My hospital lost water and power. The generators were running. We were on ambulance diversion because the OR had to be shut down from lack of water to scrub. But it seemed like every psych case in the city showed up for our ER that night because we were still open to walk in traffic. (I think they assumed we had air conditioning, which we didn’t because we were on generator, and came in to have TV which was playing in the lobby and lights.) We had a few patients in the ER who’s chief complaints were “we can’t take care of momma/daddy at home in the dark.” And then lots of abd pain and shoulder/arm/leg pain from cleaning up debris. Which required x-rays/CT scans. Now the CT scanner was in the same tower (this hospital had 5 towers, each tower had it’s own generator) as the ER, the ER xray department and NeuroTrauma ICU. So we were sucking some major power from our generator. Well around midnight we blew the generator. So we go scrounging for the flashlights.

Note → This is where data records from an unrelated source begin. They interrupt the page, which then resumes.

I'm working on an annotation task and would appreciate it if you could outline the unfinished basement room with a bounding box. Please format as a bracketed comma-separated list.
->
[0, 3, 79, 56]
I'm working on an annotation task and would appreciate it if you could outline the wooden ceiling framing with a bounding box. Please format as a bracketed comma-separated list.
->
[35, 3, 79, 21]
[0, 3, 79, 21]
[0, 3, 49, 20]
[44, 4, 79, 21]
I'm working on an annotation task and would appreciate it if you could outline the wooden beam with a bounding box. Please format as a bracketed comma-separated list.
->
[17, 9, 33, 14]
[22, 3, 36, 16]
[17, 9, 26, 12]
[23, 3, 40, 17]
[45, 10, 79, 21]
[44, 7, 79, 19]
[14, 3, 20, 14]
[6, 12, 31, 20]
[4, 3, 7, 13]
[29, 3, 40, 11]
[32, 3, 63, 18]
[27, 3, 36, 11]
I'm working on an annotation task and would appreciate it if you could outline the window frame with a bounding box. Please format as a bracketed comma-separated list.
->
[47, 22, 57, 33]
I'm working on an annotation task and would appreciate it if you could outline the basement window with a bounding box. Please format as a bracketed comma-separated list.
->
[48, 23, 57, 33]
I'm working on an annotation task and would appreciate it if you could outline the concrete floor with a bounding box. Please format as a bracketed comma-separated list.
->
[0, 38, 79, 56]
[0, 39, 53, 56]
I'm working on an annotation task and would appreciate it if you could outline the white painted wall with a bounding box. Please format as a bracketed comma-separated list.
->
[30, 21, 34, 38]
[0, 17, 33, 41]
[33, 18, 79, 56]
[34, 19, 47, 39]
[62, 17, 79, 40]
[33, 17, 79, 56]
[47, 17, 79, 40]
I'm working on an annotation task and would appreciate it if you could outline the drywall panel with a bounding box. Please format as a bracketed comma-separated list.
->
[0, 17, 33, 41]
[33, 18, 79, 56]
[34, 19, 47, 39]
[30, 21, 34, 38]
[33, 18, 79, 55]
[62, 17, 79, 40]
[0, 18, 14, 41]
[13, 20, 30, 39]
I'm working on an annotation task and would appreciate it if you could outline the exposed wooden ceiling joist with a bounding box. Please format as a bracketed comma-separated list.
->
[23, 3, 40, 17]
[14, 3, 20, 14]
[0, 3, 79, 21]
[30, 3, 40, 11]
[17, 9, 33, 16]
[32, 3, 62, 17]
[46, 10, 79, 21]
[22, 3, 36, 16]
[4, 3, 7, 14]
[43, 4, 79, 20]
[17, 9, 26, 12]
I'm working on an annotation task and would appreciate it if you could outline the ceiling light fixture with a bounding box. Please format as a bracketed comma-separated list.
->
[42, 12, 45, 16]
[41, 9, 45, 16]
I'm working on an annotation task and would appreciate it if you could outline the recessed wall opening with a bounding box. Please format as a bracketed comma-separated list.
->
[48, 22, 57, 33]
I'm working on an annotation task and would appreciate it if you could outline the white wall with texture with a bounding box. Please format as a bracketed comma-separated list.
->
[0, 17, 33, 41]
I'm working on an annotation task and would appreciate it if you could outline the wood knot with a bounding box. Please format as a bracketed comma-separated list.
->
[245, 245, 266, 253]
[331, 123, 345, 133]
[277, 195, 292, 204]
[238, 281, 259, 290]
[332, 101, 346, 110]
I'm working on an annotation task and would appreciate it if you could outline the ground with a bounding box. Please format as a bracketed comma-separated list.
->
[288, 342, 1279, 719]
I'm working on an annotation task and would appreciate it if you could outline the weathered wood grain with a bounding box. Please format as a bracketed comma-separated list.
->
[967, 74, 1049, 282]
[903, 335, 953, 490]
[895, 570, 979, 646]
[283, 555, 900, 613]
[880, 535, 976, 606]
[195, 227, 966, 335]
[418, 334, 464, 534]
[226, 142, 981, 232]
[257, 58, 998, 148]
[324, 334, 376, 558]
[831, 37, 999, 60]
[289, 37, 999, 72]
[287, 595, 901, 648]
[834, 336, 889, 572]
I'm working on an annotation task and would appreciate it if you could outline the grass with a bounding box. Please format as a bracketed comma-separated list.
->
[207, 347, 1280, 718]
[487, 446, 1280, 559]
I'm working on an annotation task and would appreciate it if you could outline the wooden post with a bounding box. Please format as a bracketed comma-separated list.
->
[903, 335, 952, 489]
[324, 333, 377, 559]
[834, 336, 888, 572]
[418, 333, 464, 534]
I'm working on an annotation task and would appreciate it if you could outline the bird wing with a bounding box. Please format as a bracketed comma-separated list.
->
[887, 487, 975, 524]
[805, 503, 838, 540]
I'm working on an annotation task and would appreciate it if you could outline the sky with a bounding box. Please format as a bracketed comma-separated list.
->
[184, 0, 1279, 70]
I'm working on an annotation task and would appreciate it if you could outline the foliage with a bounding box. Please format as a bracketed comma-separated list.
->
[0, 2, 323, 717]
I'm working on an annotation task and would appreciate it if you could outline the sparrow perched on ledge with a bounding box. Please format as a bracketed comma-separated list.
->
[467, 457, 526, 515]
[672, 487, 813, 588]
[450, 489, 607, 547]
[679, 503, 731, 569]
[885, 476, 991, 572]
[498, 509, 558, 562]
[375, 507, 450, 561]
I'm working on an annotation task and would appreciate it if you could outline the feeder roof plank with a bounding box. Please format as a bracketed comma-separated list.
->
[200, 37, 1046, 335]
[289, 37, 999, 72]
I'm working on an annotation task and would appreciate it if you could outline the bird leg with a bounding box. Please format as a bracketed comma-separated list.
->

We find 3 for the whole department. I get all the nurse’s keys and a security guard and I go to the employee parking garage and go through all the nurse’s cars and get thier personal flashlights out of thier car so we have enough flashlights for everyone to have ones to round on our patients.
After I get back I’m told to go to NeuroTrauma ICU that they are having to move out of their department into another tower because thier ventilator batteries are failing. So I track up to NeuroTrauma which is almost black up there. They have 6 patients. 5 vents, 1 who was supposed to go to stepdown in the morning. All 5 vents are continiously alarming. The CV ICU census was down so they had consolidated to the A pod, the B pod was 5 beds and that’s were NeuroTrauma was relocating to. So we get the patients packed up and moved over 2 towers into the closed CV pod. The 1 who was supposed to go to stepdown got moved to stepdown a few hours early. (They called the doc and told them they were moving her and had no other choice and he was okay with it.)
I get back down to the ER after moving NeuroTrauma and the lights are still out in the tower we are in. The power has been off so long that our heart monitors that we had patients on went dead. BTW have you ever charted by flashlight? The 102 year old Momma decided that given being in the hospital in the dark and at home in the dark she would rather be at home. Our MD’s discharged her and off they went. And I’m sure Momma was a lot happier at home.
Anyway, about 30 minutes after I returned from NeuroTrauma, several of us smelled smoke. So the fire department got called to search for a possible hidden electrical fire. I tell you THAT is scary. We were still in the department. We still had patients in the department and fully suited firemen with oxygen tanks are searching for a FIRE. They didn’t find one, but that’s an experience I never want to experience again.
All total I think we spent 3 hours in the dark before they got the generator back up. But it did get the TV watchers and psych patients out of the ER. Guess they didn’t like the dark. We did get to keep one older gentleman who was sent by his family because they couldn’t take care of him at home in the dark. He just wanted to curl up and go to sleep.
Most of the city was without power with temperatures over 100 degrees daily for the next week. Alot of what we were dealing with was heat stroke, COPD exacerbations from the heat and from attempts to clean up after, or injuries from the clean up.
So always keep a flashlight in your car. And be prepared to move your patients at any moment.